Let $V$ be a vector space and $V_1 \subset V_2$ two subspaces of $V$. Then, denoting by $P_1$ and $P_2$ the orthogonal projectors on $V_1$ and $V_2$ respectively, it holds for any matrix $A$ of appropriate dimension $$ \|P_1A\|_F \leq \|P_2 A\|_F, $$ and $$ \|(I - P_1)A\|_F \geq \|(I-P_2) A\|_F, $$ where $\|\cdot\|_F$ is the Frobenius matrix norm.
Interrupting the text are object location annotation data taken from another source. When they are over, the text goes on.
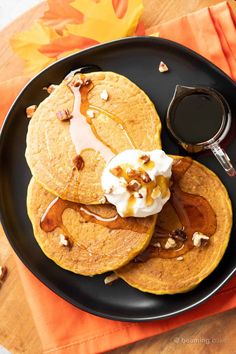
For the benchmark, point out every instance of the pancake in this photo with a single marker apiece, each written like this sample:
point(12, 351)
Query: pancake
point(176, 270)
point(95, 238)
point(68, 156)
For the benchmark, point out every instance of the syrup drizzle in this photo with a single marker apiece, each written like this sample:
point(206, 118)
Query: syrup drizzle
point(192, 212)
point(82, 130)
point(52, 218)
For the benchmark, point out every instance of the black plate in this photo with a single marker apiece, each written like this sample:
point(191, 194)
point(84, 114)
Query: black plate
point(138, 59)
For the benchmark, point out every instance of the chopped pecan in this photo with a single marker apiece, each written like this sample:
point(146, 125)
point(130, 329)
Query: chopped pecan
point(155, 193)
point(138, 195)
point(50, 88)
point(64, 114)
point(78, 162)
point(116, 171)
point(179, 234)
point(104, 95)
point(90, 113)
point(30, 111)
point(145, 177)
point(145, 158)
point(133, 186)
point(103, 200)
point(76, 82)
point(180, 258)
point(200, 239)
point(87, 82)
point(63, 240)
point(170, 243)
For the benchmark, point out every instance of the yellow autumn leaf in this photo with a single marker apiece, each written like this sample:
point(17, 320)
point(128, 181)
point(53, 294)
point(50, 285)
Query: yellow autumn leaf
point(27, 43)
point(101, 22)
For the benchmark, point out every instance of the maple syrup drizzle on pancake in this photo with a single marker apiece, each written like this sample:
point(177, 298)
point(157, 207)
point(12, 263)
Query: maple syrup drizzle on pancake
point(52, 218)
point(82, 130)
point(194, 214)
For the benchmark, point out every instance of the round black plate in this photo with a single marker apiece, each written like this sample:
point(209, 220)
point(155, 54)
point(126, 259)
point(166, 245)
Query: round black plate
point(138, 59)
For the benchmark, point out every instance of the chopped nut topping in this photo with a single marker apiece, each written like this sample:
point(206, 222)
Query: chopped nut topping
point(145, 177)
point(78, 162)
point(3, 272)
point(109, 191)
point(102, 200)
point(133, 186)
point(122, 182)
point(179, 234)
point(116, 171)
point(30, 111)
point(63, 240)
point(145, 158)
point(199, 239)
point(180, 258)
point(110, 278)
point(104, 95)
point(155, 193)
point(157, 244)
point(163, 67)
point(170, 243)
point(129, 171)
point(50, 88)
point(64, 114)
point(76, 82)
point(90, 113)
point(87, 82)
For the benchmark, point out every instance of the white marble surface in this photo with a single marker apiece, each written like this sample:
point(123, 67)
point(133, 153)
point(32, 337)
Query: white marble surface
point(11, 9)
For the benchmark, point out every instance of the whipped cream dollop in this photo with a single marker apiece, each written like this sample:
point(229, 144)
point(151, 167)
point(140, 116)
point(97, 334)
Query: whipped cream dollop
point(137, 182)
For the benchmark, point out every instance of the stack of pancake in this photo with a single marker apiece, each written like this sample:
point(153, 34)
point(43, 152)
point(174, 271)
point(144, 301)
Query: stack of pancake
point(73, 133)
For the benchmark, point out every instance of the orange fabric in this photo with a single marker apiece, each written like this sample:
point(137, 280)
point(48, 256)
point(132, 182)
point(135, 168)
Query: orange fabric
point(63, 328)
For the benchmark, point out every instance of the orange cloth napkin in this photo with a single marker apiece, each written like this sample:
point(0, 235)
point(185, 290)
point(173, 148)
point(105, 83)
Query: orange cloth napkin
point(65, 329)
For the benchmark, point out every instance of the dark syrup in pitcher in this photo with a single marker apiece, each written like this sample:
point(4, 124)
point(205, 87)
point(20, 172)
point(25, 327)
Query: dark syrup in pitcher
point(196, 117)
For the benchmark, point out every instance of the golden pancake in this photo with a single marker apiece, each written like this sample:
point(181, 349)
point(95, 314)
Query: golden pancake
point(87, 240)
point(170, 267)
point(81, 125)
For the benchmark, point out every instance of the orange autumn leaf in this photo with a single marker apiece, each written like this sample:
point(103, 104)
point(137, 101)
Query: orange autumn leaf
point(102, 23)
point(60, 13)
point(27, 43)
point(71, 25)
point(120, 7)
point(66, 44)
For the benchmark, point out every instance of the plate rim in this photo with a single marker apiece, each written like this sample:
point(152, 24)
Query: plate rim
point(37, 273)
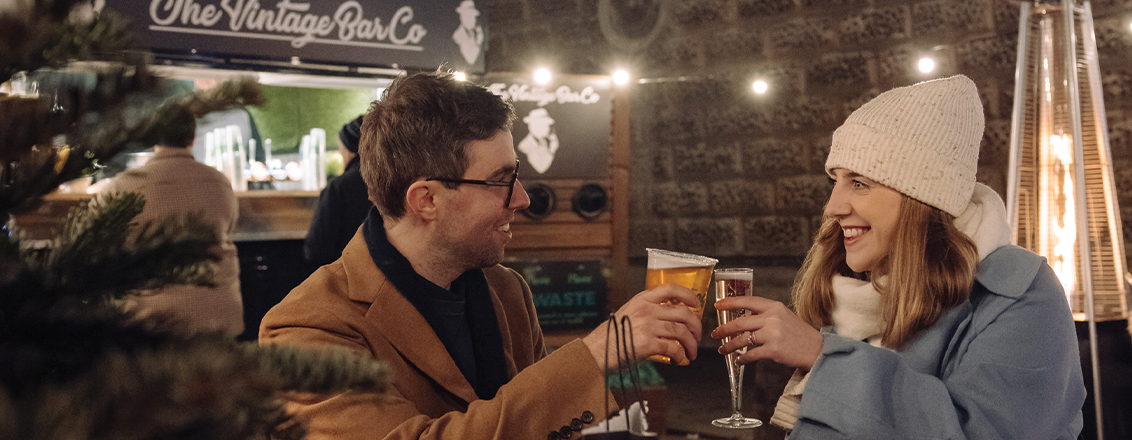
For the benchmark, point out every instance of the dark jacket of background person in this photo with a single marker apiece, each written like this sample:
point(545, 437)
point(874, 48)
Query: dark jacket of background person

Any idea on how to prove this result?
EDIT (following the comment of Bertrand)
For a vector $v$ it is well known that $$\|P_1 v\|_2 \leq \|P_2 v\|_2.$$ From the definition of the Frobenius norm we have $$\|P_1 A \|_F^2 = \sum_{i,j}a_{ij}^2 = \sum_{i} \|(P_1A)_j\|_2^2 = \sum_{i} \|P_1A_j\|_2^2,$$ where $(PA)_j$ and $A_j$ are the columns of $PA$ and $A$ respectively. Together with the inequality above, this implies $$\|P_1 A \|_F^2 \leq \sum_i \|P_2A_j\|_2^2 = \|P_2 A\|_F^2,$$ which is the desired result.